Экскурсия (если можно назвать это экскурсией) закончилась уже вечером. Мы, все втроем, уселись за поцарапанным деревянным столом в кухне, где повара когда-то рубили баранов – сюда лопатки, туда филе – для многочисленных гостей, которых виконт приглашал к себе на банкеты. Леклерк сидел бледный, опустошенный, словно другой, сидевший внутри него Леклерк, так и остался в двенадцатом, тринадцатом или четырнадцатом столетии – ушел на пламенный закат и не вернулся. Простите, сказал он, вы, должно быть, страшно проголодались, и направился к холодильнику, вполне современному, и потому совершенно неуместному в столь древнем антураже. Он вдруг начал прихрамывать – или я не замечала этого прежде? Нет, вряд ли, ведь я весь день ходила за ним следом. Я помню, бывает такая хромота, которая проявляется от сильной усталости или при определенной погоде. Позвольте вам помочь, вызвалась я, и хозяин посмотрел на меня с благодарностью. Изабель замечательно готовит, сказал Йоав, умеет устроить пир из ничего.
Леклерк ушел и возвратился с бутылкой вина. Я быстро сделала пирог с заварным кремом и, пока он стоял в духовке, накрыла на стол. Когда я поняла, что положила вилки и ножи не с той стороны от тарелок, было слишком поздно: мы сели есть. Леклерк хотел взять приборы и замер, подняв руки, словно ему загадали загадку, которую он даже не надеется разгадать. Затем, призвав на помощь все свое врожденное благородство, он элегантным движением скрестил руки над тарелкой и взял нож в правую, а вилку в левую. Напряжение, однако, покинуло его чуть позже, когда он взял в рот первый кусок и очень слышно, с явным облегчением, вздохнул. После чего он стал есть, пить и более или менее пришел в себя.
После ужина Леклерк проводил нас в отведенную нам комнату. Если такой поворот событий как-то и обсуждался, видимо, это прошло мимо меня. Тем не менее ужинать мы закончили часов в десять, а разговор о цели нашего визита даже не начинался. Значит, он отложен на завтра. Вещи для ночевки лежали в багажнике – мы планировали остановиться в какой-нибудь уютной гостинице по пути домой. Йоав вышел забрать их из машины, а Леклерк, бормоча что-то об экономке, у которой как назло выходной, занялся поисками постельного белья.

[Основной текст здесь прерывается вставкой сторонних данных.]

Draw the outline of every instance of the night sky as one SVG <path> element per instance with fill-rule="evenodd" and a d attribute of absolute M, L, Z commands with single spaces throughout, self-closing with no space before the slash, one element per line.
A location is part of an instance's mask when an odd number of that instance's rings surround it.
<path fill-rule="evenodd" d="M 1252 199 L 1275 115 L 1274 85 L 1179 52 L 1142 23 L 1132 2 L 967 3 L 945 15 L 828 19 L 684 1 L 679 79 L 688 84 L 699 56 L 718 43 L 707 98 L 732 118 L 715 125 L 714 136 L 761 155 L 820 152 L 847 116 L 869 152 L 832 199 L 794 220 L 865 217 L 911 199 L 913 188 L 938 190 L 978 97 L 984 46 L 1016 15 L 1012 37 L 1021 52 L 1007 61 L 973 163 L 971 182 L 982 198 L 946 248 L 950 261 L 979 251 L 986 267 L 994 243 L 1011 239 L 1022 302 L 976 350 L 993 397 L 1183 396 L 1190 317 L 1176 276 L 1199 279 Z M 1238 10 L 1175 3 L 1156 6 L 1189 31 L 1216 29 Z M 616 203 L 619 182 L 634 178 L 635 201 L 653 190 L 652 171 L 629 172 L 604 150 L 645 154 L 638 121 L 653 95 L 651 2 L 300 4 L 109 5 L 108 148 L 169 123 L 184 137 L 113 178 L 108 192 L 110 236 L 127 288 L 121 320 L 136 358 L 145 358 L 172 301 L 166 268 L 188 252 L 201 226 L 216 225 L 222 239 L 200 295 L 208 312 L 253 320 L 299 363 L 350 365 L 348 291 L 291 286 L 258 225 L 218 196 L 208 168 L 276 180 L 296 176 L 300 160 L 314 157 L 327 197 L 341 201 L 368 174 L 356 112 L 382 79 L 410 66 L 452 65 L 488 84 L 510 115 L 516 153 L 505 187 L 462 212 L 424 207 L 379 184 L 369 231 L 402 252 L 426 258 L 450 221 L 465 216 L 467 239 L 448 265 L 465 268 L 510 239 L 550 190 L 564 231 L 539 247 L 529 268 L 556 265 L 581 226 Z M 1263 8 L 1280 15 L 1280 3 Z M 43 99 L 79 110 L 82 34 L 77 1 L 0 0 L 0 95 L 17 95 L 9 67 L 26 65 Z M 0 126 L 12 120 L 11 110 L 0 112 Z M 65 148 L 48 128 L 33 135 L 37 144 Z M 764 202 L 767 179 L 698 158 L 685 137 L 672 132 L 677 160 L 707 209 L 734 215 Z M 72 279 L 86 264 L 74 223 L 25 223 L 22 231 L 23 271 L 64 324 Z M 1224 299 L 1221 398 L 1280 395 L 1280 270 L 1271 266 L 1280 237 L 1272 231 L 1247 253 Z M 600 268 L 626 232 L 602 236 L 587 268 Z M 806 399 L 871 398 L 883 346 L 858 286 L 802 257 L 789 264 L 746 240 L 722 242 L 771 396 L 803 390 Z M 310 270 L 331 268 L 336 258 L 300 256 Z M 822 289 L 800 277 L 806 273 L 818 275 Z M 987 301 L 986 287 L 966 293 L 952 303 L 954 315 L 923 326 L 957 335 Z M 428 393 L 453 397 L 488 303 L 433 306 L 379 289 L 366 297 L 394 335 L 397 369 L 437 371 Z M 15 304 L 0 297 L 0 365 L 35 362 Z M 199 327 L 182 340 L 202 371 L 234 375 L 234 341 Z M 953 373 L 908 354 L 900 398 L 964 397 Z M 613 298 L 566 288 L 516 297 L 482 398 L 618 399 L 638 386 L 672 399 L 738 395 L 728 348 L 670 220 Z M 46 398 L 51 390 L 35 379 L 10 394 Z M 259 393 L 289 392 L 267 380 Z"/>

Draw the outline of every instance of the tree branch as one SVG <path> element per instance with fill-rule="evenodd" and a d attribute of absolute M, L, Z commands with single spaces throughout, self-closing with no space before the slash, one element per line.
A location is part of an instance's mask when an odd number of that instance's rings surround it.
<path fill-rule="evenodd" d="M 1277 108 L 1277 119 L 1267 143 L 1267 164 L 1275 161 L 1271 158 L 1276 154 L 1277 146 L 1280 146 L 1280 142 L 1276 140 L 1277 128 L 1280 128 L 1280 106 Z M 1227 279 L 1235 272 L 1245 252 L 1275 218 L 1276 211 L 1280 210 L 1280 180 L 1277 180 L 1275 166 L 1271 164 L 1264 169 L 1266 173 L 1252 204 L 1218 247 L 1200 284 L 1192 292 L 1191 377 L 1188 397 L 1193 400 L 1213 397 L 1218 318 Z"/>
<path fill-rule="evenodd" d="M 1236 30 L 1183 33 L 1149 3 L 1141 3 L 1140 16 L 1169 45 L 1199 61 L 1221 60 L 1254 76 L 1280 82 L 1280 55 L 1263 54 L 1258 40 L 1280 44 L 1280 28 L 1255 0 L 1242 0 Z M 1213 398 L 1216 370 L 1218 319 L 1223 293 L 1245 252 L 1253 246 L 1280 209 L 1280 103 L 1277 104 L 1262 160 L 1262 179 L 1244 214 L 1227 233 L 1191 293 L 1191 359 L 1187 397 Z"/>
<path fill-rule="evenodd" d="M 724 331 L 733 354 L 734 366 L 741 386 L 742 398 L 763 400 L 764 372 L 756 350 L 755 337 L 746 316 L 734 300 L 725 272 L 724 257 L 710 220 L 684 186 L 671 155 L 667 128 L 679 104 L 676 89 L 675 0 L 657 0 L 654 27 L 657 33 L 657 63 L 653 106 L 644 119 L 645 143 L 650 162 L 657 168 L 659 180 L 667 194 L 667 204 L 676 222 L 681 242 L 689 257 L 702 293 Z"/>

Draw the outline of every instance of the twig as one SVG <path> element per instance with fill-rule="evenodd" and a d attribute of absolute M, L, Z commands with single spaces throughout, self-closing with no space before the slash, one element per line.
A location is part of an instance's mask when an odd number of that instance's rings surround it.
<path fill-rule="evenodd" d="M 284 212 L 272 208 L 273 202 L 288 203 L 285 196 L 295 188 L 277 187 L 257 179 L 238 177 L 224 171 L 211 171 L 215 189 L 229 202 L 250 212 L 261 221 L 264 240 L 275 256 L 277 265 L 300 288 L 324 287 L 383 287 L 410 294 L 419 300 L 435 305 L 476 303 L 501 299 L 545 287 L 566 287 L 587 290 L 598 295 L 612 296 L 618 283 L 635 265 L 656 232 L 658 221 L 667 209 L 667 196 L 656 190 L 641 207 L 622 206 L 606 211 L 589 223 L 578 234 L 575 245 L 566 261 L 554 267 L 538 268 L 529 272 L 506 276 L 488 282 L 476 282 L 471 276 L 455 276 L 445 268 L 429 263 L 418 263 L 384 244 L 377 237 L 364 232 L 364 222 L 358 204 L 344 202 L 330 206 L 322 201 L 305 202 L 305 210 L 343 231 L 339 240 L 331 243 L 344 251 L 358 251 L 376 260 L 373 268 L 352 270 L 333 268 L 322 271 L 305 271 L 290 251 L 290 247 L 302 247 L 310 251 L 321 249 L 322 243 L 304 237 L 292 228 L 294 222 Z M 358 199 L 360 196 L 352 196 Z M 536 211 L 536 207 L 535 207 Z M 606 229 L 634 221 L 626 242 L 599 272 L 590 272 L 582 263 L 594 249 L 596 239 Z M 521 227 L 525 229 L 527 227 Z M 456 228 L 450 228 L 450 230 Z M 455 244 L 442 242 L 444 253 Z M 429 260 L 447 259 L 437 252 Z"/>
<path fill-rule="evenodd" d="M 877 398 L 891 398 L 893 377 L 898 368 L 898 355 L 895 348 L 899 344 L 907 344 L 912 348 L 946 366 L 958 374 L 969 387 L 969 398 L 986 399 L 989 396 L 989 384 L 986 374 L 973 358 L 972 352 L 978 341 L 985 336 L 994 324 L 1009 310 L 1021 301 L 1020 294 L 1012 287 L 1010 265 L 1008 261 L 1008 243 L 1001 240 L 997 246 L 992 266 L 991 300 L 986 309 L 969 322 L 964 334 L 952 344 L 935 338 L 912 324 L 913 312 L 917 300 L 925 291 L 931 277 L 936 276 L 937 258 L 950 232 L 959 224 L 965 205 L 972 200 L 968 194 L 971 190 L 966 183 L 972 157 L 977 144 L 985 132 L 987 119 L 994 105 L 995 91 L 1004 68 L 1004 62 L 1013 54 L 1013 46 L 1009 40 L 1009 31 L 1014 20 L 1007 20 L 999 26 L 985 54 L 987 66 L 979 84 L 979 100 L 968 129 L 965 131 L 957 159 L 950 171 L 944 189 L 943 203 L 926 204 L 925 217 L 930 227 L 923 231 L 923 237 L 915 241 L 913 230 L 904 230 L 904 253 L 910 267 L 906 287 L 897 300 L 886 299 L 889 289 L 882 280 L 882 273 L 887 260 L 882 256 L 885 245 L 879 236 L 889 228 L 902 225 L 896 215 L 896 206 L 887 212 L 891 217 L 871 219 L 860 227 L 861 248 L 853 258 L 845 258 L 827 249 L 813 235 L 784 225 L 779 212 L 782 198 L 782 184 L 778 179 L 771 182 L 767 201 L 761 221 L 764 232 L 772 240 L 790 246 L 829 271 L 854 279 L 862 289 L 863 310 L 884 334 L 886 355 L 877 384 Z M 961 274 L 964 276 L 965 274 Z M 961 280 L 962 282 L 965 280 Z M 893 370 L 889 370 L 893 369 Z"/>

Стоя бок о бок в огромной ванной комнате, мы с Йоавом почистили зубы. В чаше громадной ванны могла бы, пожалуй, поместиться лошадь. Едва легли в кровать, мы начали целоваться. Изи, что мне с тобой делать? – прошептал он, зарывшись губами мне в волосы. Я прильнула к каждому изгибу его тела. Но вместо того, чтобы заняться любовью, как мы делали почти каждую ночь, Йоав начал говорить, шепотом, у самого моего уха. Рассказал новые для меня истории о своем иерусалимском детстве – то, о чем никогда прежде не говорил, словно дом на Белсайз-парк его сдерживал, а здесь он обрел какую-то свободу. Он рассказал о матери: она была актрисой, пока не забеременела. После его рождения она на сцену уже не вернулась, но иногда, вглядываясь в ее фотографии тех лет, он читал на ее лице намек… она просто не успела с ним поделиться своими планами. Он объяснил мне, что до самой смерти мама была своего рода буфером между отцом и детьми. Озвученные ею, его требования смягчались, она всегда находила способ прикрыть Йоава и Лию, облегчить им жизнь.

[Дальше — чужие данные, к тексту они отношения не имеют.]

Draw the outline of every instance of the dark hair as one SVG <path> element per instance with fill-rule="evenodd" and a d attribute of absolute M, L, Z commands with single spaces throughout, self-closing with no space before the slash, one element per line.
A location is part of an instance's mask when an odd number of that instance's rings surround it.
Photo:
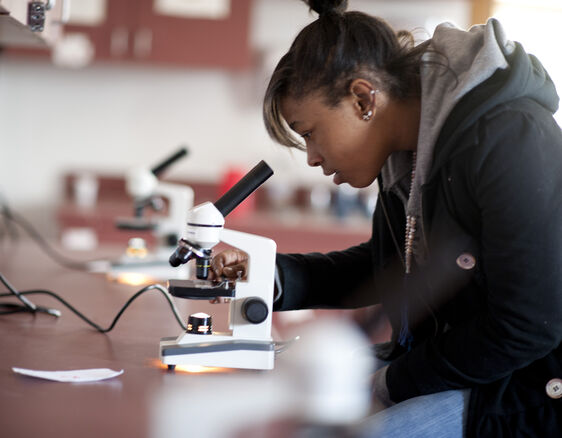
<path fill-rule="evenodd" d="M 353 79 L 368 79 L 390 96 L 420 95 L 421 56 L 428 41 L 415 46 L 411 33 L 395 32 L 384 20 L 358 11 L 346 12 L 347 0 L 305 0 L 319 17 L 295 38 L 270 79 L 263 103 L 269 135 L 303 149 L 283 120 L 280 101 L 322 91 L 336 106 L 349 94 Z"/>

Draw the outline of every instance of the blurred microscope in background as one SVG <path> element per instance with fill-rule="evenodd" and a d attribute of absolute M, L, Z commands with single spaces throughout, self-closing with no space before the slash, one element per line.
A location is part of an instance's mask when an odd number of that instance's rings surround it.
<path fill-rule="evenodd" d="M 193 190 L 180 184 L 162 182 L 165 170 L 187 155 L 185 147 L 152 168 L 135 167 L 127 172 L 125 187 L 133 199 L 132 217 L 117 218 L 116 226 L 128 231 L 151 231 L 156 245 L 149 249 L 144 239 L 129 240 L 124 254 L 111 262 L 107 275 L 111 280 L 129 284 L 143 284 L 174 278 L 188 278 L 189 268 L 172 268 L 170 252 L 183 235 L 187 213 L 193 206 Z M 157 214 L 146 214 L 148 210 Z M 164 214 L 158 214 L 163 212 Z"/>

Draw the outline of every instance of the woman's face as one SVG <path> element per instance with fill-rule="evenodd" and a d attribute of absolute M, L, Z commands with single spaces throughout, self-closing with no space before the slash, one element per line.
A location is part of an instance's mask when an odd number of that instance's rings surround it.
<path fill-rule="evenodd" d="M 320 94 L 302 99 L 288 97 L 281 101 L 281 113 L 305 141 L 309 166 L 321 166 L 325 175 L 333 175 L 335 184 L 367 187 L 395 149 L 385 134 L 385 105 L 375 104 L 379 96 L 368 92 L 363 96 L 371 101 L 372 108 L 355 94 L 333 108 Z M 373 115 L 365 121 L 363 114 L 368 109 L 372 109 Z"/>

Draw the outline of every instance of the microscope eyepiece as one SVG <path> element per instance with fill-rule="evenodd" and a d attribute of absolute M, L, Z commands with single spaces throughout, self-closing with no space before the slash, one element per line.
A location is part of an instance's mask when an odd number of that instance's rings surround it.
<path fill-rule="evenodd" d="M 220 199 L 215 202 L 215 207 L 223 217 L 226 217 L 244 199 L 261 186 L 271 175 L 273 170 L 265 161 L 260 161 L 240 181 L 232 186 Z"/>
<path fill-rule="evenodd" d="M 151 169 L 151 172 L 154 174 L 154 176 L 159 177 L 160 174 L 162 174 L 168 167 L 170 167 L 170 165 L 172 165 L 173 163 L 175 163 L 185 155 L 187 155 L 187 148 L 181 147 L 177 152 L 174 152 L 171 156 L 166 158 L 164 161 L 154 166 Z"/>

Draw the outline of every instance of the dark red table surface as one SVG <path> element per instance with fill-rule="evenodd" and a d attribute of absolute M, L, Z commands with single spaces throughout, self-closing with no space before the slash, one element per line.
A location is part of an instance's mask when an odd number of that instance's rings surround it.
<path fill-rule="evenodd" d="M 56 292 L 103 327 L 109 326 L 140 289 L 110 282 L 103 274 L 61 267 L 31 242 L 2 242 L 0 272 L 20 291 Z M 0 290 L 6 288 L 2 285 Z M 61 310 L 62 316 L 0 316 L 1 436 L 145 437 L 148 402 L 163 379 L 201 378 L 185 373 L 170 376 L 161 367 L 157 359 L 160 338 L 177 336 L 181 328 L 157 290 L 140 296 L 107 334 L 97 332 L 51 297 L 28 297 L 36 304 Z M 176 303 L 183 316 L 200 310 L 212 312 L 215 326 L 226 329 L 226 321 L 216 317 L 217 313 L 225 317 L 223 305 Z M 123 369 L 124 374 L 95 383 L 57 383 L 18 375 L 12 367 L 51 371 L 110 368 Z"/>

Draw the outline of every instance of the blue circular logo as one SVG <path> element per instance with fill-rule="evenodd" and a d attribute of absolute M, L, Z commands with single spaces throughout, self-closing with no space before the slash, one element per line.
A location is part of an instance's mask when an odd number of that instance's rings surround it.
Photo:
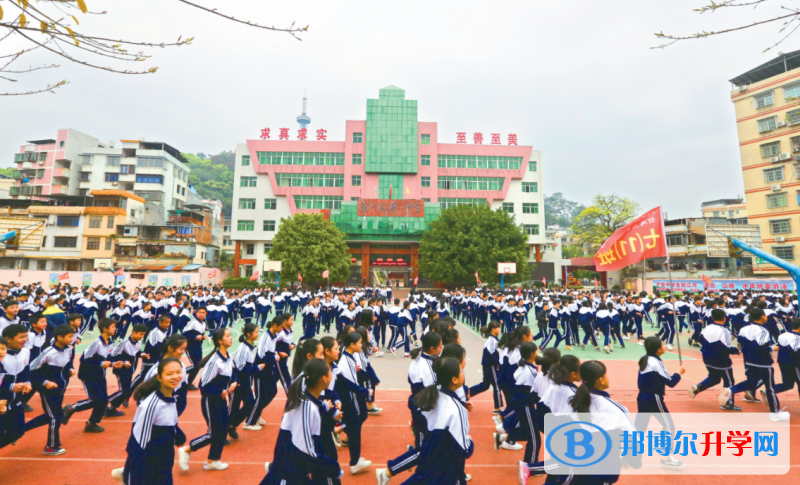
<path fill-rule="evenodd" d="M 584 426 L 598 432 L 593 433 Z M 611 453 L 614 443 L 600 426 L 588 421 L 571 421 L 554 428 L 547 435 L 544 446 L 559 463 L 584 468 L 603 461 Z"/>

Спустя несколько часов я проснулась в поту. Встала, выпила воды из-под крана и поняла, что сна – ни в одном глазу. У меня так часто бывает, если я вдруг проснусь ночью. Боясь разбудить Йоава, я не стала включать свет, а решила почитать в другом месте. Нашарила свою книгу – что-то Томаса Бернхарда, не помню что, – выскользнула из комнаты и двинулась по коридору под тусклыми взглядами шести или семи оленьих голов, увенчанных ветвистыми рогами. На верхней площадке лестницы висела маленькая картина Брейгеля, Леклерк показал нам ее во время экскурсии. Одна из классических зимних сцен: серый лед, белый снег, черные остовы деревьев и толпы – скачут, бегут, стремятся, все человечки такие изящные, крошечные, но ни одна миниатюрная человеческая жизнь не оставлена без внимания, каждая выверена и продумана: тут сценка веселья, там – отчаяния, и обе – одинаково зловещи и комичны, если смотреть на них со стороны, зорким взглядом художника. Я подошла поближе. В уголке мужчина мочился на стену дома, а выше, в окне, грубая, простецкого вида женщина готовилась вылить ему на голову полный горшок воды. Чуть в стороне человек в шляпе провалился под лед, а народ вокруг продолжал кататься на коньках как ни в чем не бывало, только маленький мальчик заметил несчастного и пытался протянуть ему конец палки. Эта сценка застыла на самом интересном месте: мальчик наклоняется, протягивает палку, но тонущий еще до нее не дотянулся, и возникает ощущение, что вся картина качнулась туда, в сторону зияющей полыньи, которая вот-вот поглотит все и всех.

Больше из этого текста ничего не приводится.